Composer Chan Ka Nin has prepared a piece of music titled Harmonious Interest. Through music and narration the work celebrates the history of the city, focusing on First Nations heritage, the city’s British roots, the Chinatown area and other aspects of the city’s identity.

“Music has a way of very much representing our culture and very much presenting who we are,” music director Tania Miller said. “That’s what we tried to grab in the programming around this 150th anniversary, to just really feel the essence of what Victoria is.”

Oak Bay resident and composer Tobin Stokes’ Inner Harbour Overture will be the first piece performed by the symphony.

Using both live and recorded sounds, the piece utilizes the common sounds of the Inner Harbour, including the horn of the Coho Ferry, the rumble of the Johnson Street Bridge and the ringing of nearby cathedral bells.

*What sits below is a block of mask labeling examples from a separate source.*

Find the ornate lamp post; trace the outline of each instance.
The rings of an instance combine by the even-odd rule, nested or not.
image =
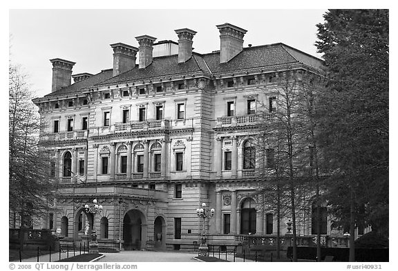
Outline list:
[[[202,236],[200,237],[200,245],[199,245],[199,255],[200,256],[207,256],[209,252],[209,248],[207,247],[207,238],[206,237],[206,219],[211,218],[214,215],[214,209],[209,209],[206,207],[206,203],[202,203],[202,208],[200,209],[196,209],[196,214],[198,217],[203,219],[203,228],[202,230]]]
[[[97,242],[97,231],[94,228],[94,223],[95,221],[95,214],[102,213],[102,205],[98,205],[97,204],[97,199],[93,201],[93,205],[91,206],[88,204],[84,205],[84,212],[86,214],[91,213],[93,214],[93,225],[91,225],[91,239],[89,241],[90,246],[90,253],[97,254],[98,253],[98,243]],[[84,229],[84,234],[86,235],[88,234],[89,224],[86,224],[86,228]]]

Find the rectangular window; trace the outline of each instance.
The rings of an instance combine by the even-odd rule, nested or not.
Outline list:
[[[225,170],[231,170],[232,168],[232,152],[224,152],[224,169]]]
[[[127,157],[120,157],[120,173],[127,172]]]
[[[232,117],[235,114],[235,103],[233,101],[227,102],[227,117]]]
[[[48,220],[50,221],[50,225],[48,225],[48,228],[53,230],[54,228],[54,214],[52,212],[48,214]]]
[[[256,114],[256,101],[247,100],[247,114]]]
[[[111,112],[104,112],[104,126],[109,126],[111,122]]]
[[[274,152],[274,149],[267,149],[267,168],[275,168]]]
[[[181,217],[174,218],[174,239],[181,239]]]
[[[87,130],[88,126],[88,118],[87,117],[84,117],[82,118],[82,130]]]
[[[176,152],[176,171],[182,171],[182,161],[184,154],[182,152]]]
[[[274,215],[272,214],[267,214],[265,215],[265,219],[267,220],[265,233],[267,234],[272,234],[274,232]]]
[[[129,121],[130,110],[128,109],[122,111],[122,123],[127,123]]]
[[[59,121],[54,121],[54,132],[58,132],[59,130]]]
[[[154,164],[155,164],[155,168],[153,169],[153,171],[155,172],[160,172],[160,164],[161,164],[161,161],[162,161],[162,154],[155,154],[154,157]]]
[[[102,157],[102,174],[108,174],[108,157]]]
[[[79,175],[84,175],[84,160],[79,160]]]
[[[142,108],[138,110],[138,121],[145,121],[145,108]]]
[[[144,155],[137,155],[137,172],[144,172]]]
[[[52,177],[55,177],[55,162],[51,162],[51,172],[50,172],[50,176]]]
[[[269,97],[268,98],[268,108],[270,113],[273,112],[276,112],[276,97]]]
[[[156,120],[163,119],[163,106],[156,106]]]
[[[224,234],[228,234],[231,232],[231,214],[224,214]]]
[[[185,117],[185,104],[177,104],[177,119],[183,119]]]
[[[66,128],[68,132],[73,130],[73,119],[68,119],[68,127]]]
[[[182,185],[181,183],[178,183],[174,186],[174,197],[182,199]]]

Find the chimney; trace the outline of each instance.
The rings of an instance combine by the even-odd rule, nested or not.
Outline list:
[[[220,63],[226,63],[242,52],[243,37],[247,31],[227,23],[217,26],[217,28],[220,30],[221,41]]]
[[[153,37],[143,35],[135,37],[135,39],[138,41],[140,44],[139,54],[140,59],[138,59],[138,67],[142,69],[146,68],[152,63],[152,50],[153,50],[153,41],[156,38]]]
[[[84,73],[79,73],[77,74],[73,74],[72,75],[72,78],[73,78],[73,81],[75,83],[77,83],[81,81],[86,80],[87,78],[91,77],[92,76],[93,74],[91,74],[91,73],[84,72]]]
[[[111,44],[113,49],[113,74],[116,76],[135,67],[135,55],[138,49],[127,44]]]
[[[184,63],[192,57],[192,39],[197,32],[188,28],[174,31],[178,35],[178,63]]]
[[[50,59],[53,63],[53,86],[51,92],[59,90],[70,86],[72,81],[72,68],[75,62],[61,59]]]

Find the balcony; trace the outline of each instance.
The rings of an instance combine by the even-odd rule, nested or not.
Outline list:
[[[49,141],[58,141],[64,140],[86,139],[88,132],[86,130],[75,130],[71,132],[53,132],[45,134],[43,139]]]
[[[161,119],[158,121],[130,122],[128,123],[116,123],[111,128],[115,132],[135,132],[142,130],[168,129],[169,121]]]
[[[235,127],[250,126],[272,120],[274,114],[256,114],[217,118],[217,127]]]

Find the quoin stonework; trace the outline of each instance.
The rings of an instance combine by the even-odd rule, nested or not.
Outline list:
[[[60,229],[69,245],[79,246],[88,222],[100,249],[191,249],[205,203],[215,209],[210,244],[276,234],[276,214],[252,195],[256,169],[272,157],[259,165],[252,139],[278,110],[277,79],[316,73],[322,61],[283,43],[244,47],[246,30],[216,27],[220,48],[209,53],[194,52],[196,32],[181,28],[171,37],[178,41],[144,34],[135,46],[111,44],[101,57],[113,57],[113,68],[95,74],[50,60],[51,92],[34,103],[59,195],[35,227]],[[103,206],[95,217],[84,207],[94,199]],[[312,234],[310,218],[297,232]]]

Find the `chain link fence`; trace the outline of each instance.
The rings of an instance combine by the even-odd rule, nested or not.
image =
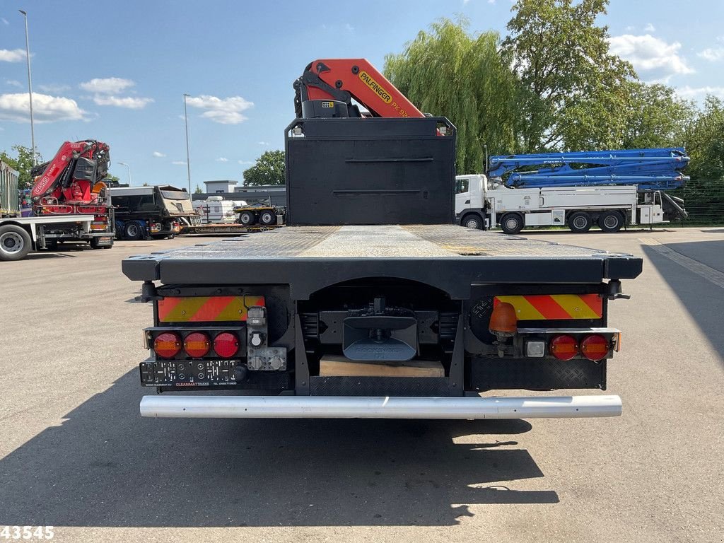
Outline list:
[[[724,179],[691,180],[683,188],[666,193],[683,198],[689,213],[687,219],[673,222],[671,226],[724,224]]]

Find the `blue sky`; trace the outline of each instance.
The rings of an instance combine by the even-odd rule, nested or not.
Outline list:
[[[16,5],[17,4],[17,5]],[[65,140],[111,146],[111,173],[134,185],[186,186],[184,93],[191,179],[242,180],[281,149],[294,116],[292,81],[319,58],[366,57],[380,70],[441,17],[505,34],[510,0],[66,2],[0,6],[0,150],[30,146],[25,29],[28,13],[35,143],[45,159]],[[722,0],[612,0],[601,19],[611,49],[646,81],[688,98],[724,97]],[[25,96],[22,95],[25,93]],[[454,119],[453,119],[454,121]],[[203,185],[202,185],[203,186]]]

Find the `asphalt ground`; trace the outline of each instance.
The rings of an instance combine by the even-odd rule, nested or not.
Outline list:
[[[121,260],[0,263],[0,529],[58,542],[721,542],[724,229],[531,237],[642,255],[610,306],[622,417],[148,419]],[[0,537],[0,541],[1,541]]]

The remainder of the program features crowd favourites and canonical classics.

Among the selections will be the theme from Mission: Impossible and a medley of famous works by film composer John Williams in celebration of his 80th birthday, which will include The Imperial March.

Liszt’s Hungarian Dance No. 2 will also be performed, as well as Tchaikovsky’s 1812 Overture, accompanied by fireworks. Pipers will close out the night with Amazing Grace.

Miller said that the greatest joy for her is to see the journey the crowd goes on as the event progresses, and the sense of community that develops.

“Everybody just feels so really, truly blessed to be in this great place, with all these people around,” Miller said. “It sort of goes from a party atmosphere to one that’s more serene, and spiritual perhaps. So the music is, for me, this really great marriage between what it is to be people and what it is to all come together as a community and to capture those energies.”

The performance is viewable from throughout the Inner Harbour. The upper and lower causeways around the harbour are the most coveted spots, and among the best for those willing to come early and stake claim. Reserved seating is available in the grand stand for a price. Boaters with small vessels (canoes, kayaks, rowboats) can watch from the water in front of the stage.

Food vendors of all types will be on hand in the Splash Culinary Corner. The family zone will be open from 1 to 5 p.m. and will feature a bouncy castle, an instrument petting zoo and its own stage with live music. The Midnights will also play on the main stage at 4 p.m. to give the audience a chance to take part in a street dance.